In his written testimony, Panetta said “our departments have decreased the time it takes after military discharge until receipt of VA disability compensation by over 70 percent, from 240 to the current 63 days. The overall time it takes to receive disability compensation has been reduced from 540 days under the separate DoD and VA legacy systems to the current 396 days.” Shinseki said the two departments plan to reduce processing under IDES to 295 days, but did not provide a date when that goal will be met.
Shinseki echoed complaints made by Allison Hickey, undersecretary for benefits at VA, at a hearing of the House Oversight and Government Reform Committee on July 18. Hickey said processing time lengthened due to the fact Defense sends VA paper and not electronic files.

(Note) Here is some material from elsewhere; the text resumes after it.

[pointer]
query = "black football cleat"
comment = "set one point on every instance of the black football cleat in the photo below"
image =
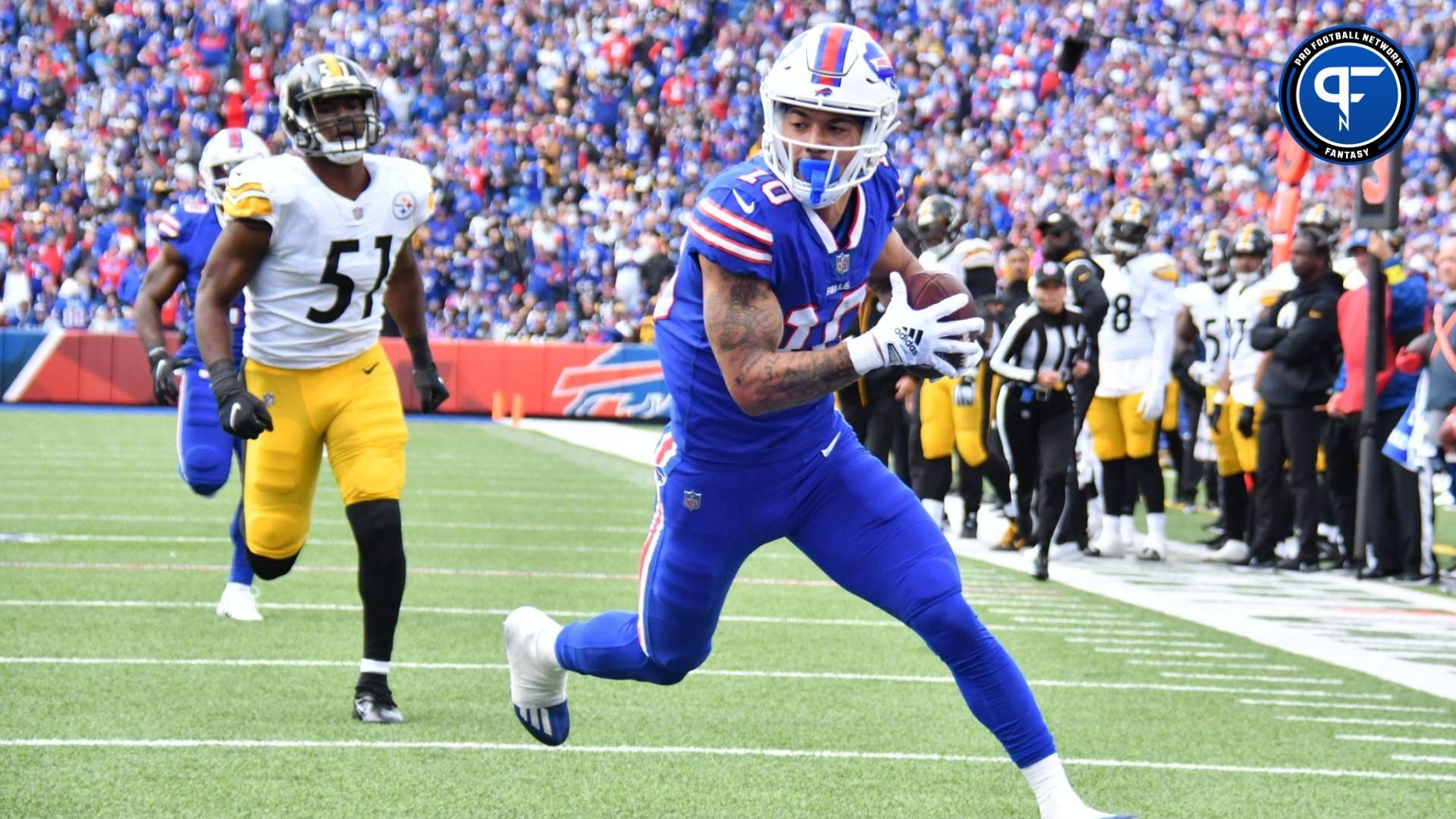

Rep. Joe Heck, R-Nev., an Armed Services Committee member who also serves as a physician in the Army Reserve, said that he viewed IDES as still “too complicated and convoluted.” Rep. Jon Runyan, R-N.J., a VA Committee member, told Panetta and Shinseki that a medical evaluation summary in IDES, which is used to determine disability benefits, “lacks a clear diagnosis.” If wounded service members want to challenge that diagnosis, they must do so within seven days, a time Runyan viewed as too short.
Panetta told the hearing he has serious concerns that the systems operated by the two departments could become “overwhelmed” as the drawdown in Afghanistan continues and more troops return to civilian life, an increase he pegged at 100,000 a year. If Defense is hit with automatic budget cuts next year due to the sequestration process, that would mean the discharge of an additional 100,000 troops in 2013, Panetta said.